Exhumer les corps dans la fosse commune de Maluku
Le directeur exécutif de HRW a, en outre,’ soutenu avoir exhorté les autorités congolaises à exhumer les corps enterrés dans la fosse commune de Maluku, dans la périphérie de Kinshasa. Il a fait savoir les inquiétudes de nombreux Congolais sur des personnes tuées par les forces de sécurité qui pourraient se trouver parmi les corps inhumés dans cette fosse commune.
Le numéro un de HRW a même rencontré plusieurs membres de familles qui ont déposé une plainte conjointe auprès du procureur général de la République, demandant que justice soit rendue et qu’une enquête crédible soit menée sur la fameuse fosse commune. Et de renchérir, « ces personnes m’ont expliqué que leurs proches avaient été abattus ou victimes de disparition forcée au cours des manifestations de janvier dernier à Kinshasa, ou durant l’opération Likofi ».
Entre-temps, HRW demeure préoccupé par le manque de progrès concernant la traduction en justice des individus responsables de graves violations des droits humains durant “l’opération Likofi ».

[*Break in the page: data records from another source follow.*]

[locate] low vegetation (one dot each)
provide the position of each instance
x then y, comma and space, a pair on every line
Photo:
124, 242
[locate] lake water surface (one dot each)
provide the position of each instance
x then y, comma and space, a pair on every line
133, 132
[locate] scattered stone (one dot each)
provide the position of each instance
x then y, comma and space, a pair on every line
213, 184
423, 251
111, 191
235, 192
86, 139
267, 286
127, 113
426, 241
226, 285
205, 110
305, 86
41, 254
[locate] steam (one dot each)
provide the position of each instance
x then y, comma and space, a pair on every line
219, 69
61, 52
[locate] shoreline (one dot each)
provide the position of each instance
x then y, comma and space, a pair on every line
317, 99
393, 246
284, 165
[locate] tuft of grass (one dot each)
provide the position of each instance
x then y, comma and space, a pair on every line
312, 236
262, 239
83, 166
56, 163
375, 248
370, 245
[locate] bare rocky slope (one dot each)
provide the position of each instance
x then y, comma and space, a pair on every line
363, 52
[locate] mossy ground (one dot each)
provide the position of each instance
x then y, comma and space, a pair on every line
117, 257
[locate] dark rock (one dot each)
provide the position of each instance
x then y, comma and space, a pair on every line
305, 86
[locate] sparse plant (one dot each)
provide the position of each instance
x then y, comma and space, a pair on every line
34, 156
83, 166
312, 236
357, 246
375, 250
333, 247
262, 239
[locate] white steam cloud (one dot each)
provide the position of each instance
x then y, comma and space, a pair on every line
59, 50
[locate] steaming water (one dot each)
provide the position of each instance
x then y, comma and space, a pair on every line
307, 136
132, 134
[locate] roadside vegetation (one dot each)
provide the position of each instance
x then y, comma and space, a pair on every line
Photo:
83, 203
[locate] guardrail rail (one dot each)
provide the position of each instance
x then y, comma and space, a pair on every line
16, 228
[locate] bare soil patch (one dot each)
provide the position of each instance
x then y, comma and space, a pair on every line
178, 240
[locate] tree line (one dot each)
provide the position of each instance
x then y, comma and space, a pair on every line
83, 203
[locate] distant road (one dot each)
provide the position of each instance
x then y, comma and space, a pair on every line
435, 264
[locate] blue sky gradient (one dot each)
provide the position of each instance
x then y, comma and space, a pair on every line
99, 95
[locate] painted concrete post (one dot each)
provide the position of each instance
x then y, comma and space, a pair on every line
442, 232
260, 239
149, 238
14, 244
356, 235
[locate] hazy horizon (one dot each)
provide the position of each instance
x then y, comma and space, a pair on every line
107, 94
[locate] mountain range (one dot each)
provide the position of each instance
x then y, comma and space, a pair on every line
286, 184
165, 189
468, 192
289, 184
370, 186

A ce sujet, Kenneth Thomas a appelé les autorités congolaises à mener des enquêtes et des poursuites appropriées contre les membres des forces de sécurité responsables dé ces graves violations. Il a rappelé le cas du général de la Police nationale congolaise qui a été aux commandes de l’Opération Likofi “, et devrait être suspendu immédiatement dans l’attente d’une enquête exhaustive sur sa responsabilité de commandement pour violations commises.
Le directeur exécutif de HRW, Kenneth Thomas, a abordé également la situation dans l’Est de la RD Congo.
Il a reconnu des progrès réalisés jusque-là par le congolais, en coopérant notamment avec la Cour pénale internationale (CPI). La grande majorité des individus responsables de graves violations dans l’Est de la RD Congo demeurent impunis, regrette-t-il. Sans oublier, des dizaines de groupes armés toujours actifs dans l’Est du pays et de nombreux hauts commandants avec de lourds passés de violations des droits humains qui demeurent en liberté.